Indeed so little did Rosey shrink that he was conscious of a slight
reassuring pressure on his arm as they moved forward, and for the
moment I fear the young man felt like exaggerating his offense for the
sake of proportionate sympathy. "Do you remember," he continued, "one
evening when I told you some sea tales, you said you always thought
there must be some story about the Pontiac? There _was_ a story of the
Pontiac, Miss Nott--a wicked story--a terrible story--which I might
have told you, which I _ought_ to have told you--which was the story
that brought me there. You were right, too, in saying that you thought
I had known the Pontiac before I stepped first on her deck that day. I

He laid his disengaged hand across lightly on Rosey's, as if to assure
himself that she was listening.

"I was at that time a sailor. I had been fool enough to run away from
college, thinking it a fine romantic thing to ship before the mast for
a voyage round the world. I was a little disappointed, perhaps, but I
made the best of it, and in two years I was the second mate of a whaler
lying in a little harbor of one of the uncivilized islands of the
Pacific. While we were at anchor there a French trading vessel put in,
apparently for water. She had the dregs of a mixed crew of Lascars and
Portuguese, who said they had lost the rest of their men by desertion,
and that the captain and mate had been carried off by fever. There was
something so queer in their story that our skipper took the law in his
own hands, and put me on board of her with a salvage crew. But that
night the French crew mutinied, cut the cables, and would have got to
sea if we had not been armed and prepared, and managed to drive them
below. When we had got them under hatches for a few hours they
parleyed, and offered to go quietly ashore. As we were short of hands
and unable to take them with us, and as we had no evidence against
them, we let them go, took the ship to Callao, turned her over to the
authorities, lodged a claim for salvage, and continued our voyage. When
we returned we found the truth of the story was known. She had been a
French trader from Marseilles, owned by her captain; her crew had
mutinied in the Pacific, killed their officers and the only
passenger--the owner of the cargo. They had made away with the cargo
and a treasure of nearly half a million of Spanish gold for trading
purposes which belonged to the passenger. In course of time the ship
was sold for salvage and put into the South American trade until the
breaking out of the Californian gold excitement, when she was sent with
a cargo to San Francisco. That ship was the Pontiac which your father

A slight shudder ran through the girl's frame. "I wish--I wish you
hadn't told me," she said. I shall never close my eyes again
comfortably on board of her, I know."

"I would say that you had purified her of _all_ stains of her past--but
there may be one that remains. And _that_ in most people's eyes would
be no detraction. You look puzzled, Miss Nott--but I am coming to the
explanation and the end of my story. A ship of war was sent to the
island to punish the mutineers and pirates, for such they were, but
they could not be found. A private expedition was sent to discover the
treasure which they were supposed to have buried, but in vain. About
two months ago Mr. Sleight told me one of his shipmasters had sent him
a Lascar sailor who had to dispose of a valuable secret regarding the
Pontiac for a percentage. That secret was that the treasure was never
taken by the mutineers out of the Pontiac! They were about to land and
bury it when we boarded them. They took advantage of their imprisonment
under hatches _to bury it in the ship_. They hid it in the hold so
securely and safely that it was never detected by us or the Callao
authorities. I was then asked, as one who knew the vessel, to undertake
a private examination of her, with a view of purchasing her from your
father without awakening his suspicions. I assented. You have my
confession now, Miss Nott. You know my crime. I am at your mercy."

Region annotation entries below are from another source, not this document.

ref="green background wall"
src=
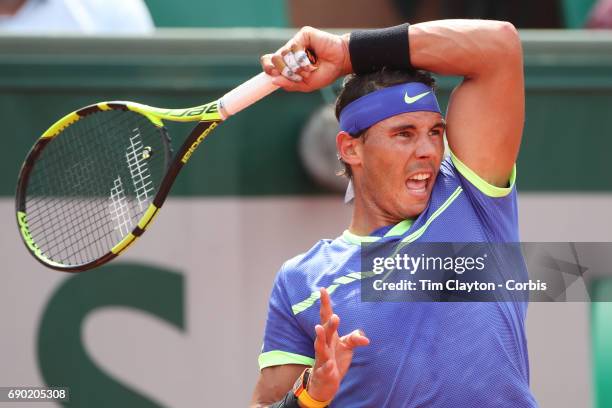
[0,29,612,196]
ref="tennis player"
[252,20,537,408]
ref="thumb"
[340,330,370,349]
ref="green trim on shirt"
[450,151,516,198]
[257,350,314,370]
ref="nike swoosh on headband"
[404,91,431,105]
[339,82,441,135]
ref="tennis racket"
[16,67,306,272]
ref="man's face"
[353,112,444,222]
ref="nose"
[415,134,438,159]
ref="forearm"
[409,20,522,78]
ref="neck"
[349,194,403,236]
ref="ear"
[336,132,361,166]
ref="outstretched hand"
[260,27,352,92]
[308,288,370,401]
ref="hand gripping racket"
[16,73,296,272]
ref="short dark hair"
[336,68,436,178]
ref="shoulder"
[276,237,358,297]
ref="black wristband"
[270,390,300,408]
[349,23,414,74]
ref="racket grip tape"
[219,50,316,120]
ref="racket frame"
[15,101,223,272]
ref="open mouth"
[406,172,432,194]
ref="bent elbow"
[494,21,522,57]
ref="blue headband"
[340,82,441,135]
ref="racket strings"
[26,111,167,265]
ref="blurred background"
[0,0,612,408]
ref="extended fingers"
[319,288,334,324]
[314,324,330,363]
[323,314,340,347]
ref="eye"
[395,131,412,137]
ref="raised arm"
[262,20,525,187]
[409,20,525,187]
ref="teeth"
[410,173,429,180]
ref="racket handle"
[219,72,278,120]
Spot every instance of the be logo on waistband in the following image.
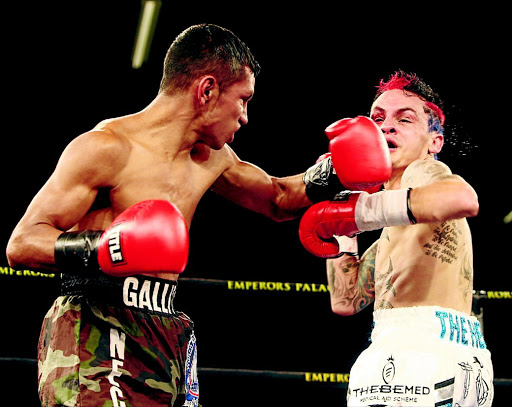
[435,311,487,349]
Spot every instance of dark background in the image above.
[0,1,512,407]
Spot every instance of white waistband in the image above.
[372,306,487,349]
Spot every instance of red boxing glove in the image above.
[98,200,189,276]
[299,189,416,258]
[299,192,360,258]
[325,116,391,192]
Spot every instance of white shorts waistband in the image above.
[372,306,487,349]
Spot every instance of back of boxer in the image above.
[301,71,493,407]
[7,25,336,407]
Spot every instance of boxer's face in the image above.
[202,68,255,149]
[371,89,433,169]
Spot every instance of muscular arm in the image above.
[212,146,311,221]
[327,241,378,315]
[7,133,127,269]
[401,160,478,223]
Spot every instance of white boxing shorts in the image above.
[347,306,494,407]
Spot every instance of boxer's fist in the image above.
[299,192,361,258]
[299,189,416,258]
[55,200,189,276]
[325,116,391,192]
[98,200,189,276]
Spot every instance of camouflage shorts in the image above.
[38,276,199,407]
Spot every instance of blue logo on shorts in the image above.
[183,333,199,407]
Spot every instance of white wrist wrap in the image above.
[355,189,411,232]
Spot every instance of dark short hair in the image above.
[373,70,445,126]
[159,24,260,93]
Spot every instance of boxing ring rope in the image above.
[0,267,512,389]
[0,357,512,389]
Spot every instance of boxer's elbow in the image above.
[461,185,480,218]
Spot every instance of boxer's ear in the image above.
[197,75,219,105]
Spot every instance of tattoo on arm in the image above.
[401,160,457,188]
[423,220,461,264]
[327,244,377,313]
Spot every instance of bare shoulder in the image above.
[57,122,132,184]
[402,159,460,188]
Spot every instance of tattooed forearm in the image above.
[327,242,375,314]
[423,221,461,264]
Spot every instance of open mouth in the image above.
[386,140,397,150]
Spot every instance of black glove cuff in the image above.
[303,157,347,203]
[54,230,103,272]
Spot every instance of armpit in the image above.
[401,160,454,188]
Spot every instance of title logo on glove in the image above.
[108,223,124,264]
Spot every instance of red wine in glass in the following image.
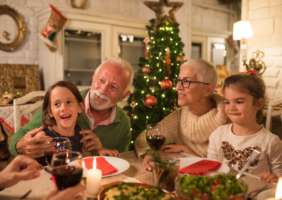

Rosey's arm only tightened around his own. Her eyes sought his. "And
you didn't find anything?" she said.

The question sounded so oddly like Sleight's, that Renshaw returned a
little stiffly:

"I didn't look."

"Why?" asked Rosey simply.

"Because," stammered Renshaw, with an uneasy consciousness of having
exaggerated his sentiment, "it didn't seem honorable; it didn't seem
fair to you."

"Oh you silly! you might have looked and told _me_."

"But," said Renshaw, "do you think that would have been fair to

"As fair to him as to us. For, don't you see, it wouldn't belong to any
of us. It would belong to the friends or the family of the man who lost

"But there were no heirs," replied Renshaw. "That was proved by some
impostor who pretended to be his brother, and libelled the Pontiac at
Callao, but the courts decided he was a lunatic."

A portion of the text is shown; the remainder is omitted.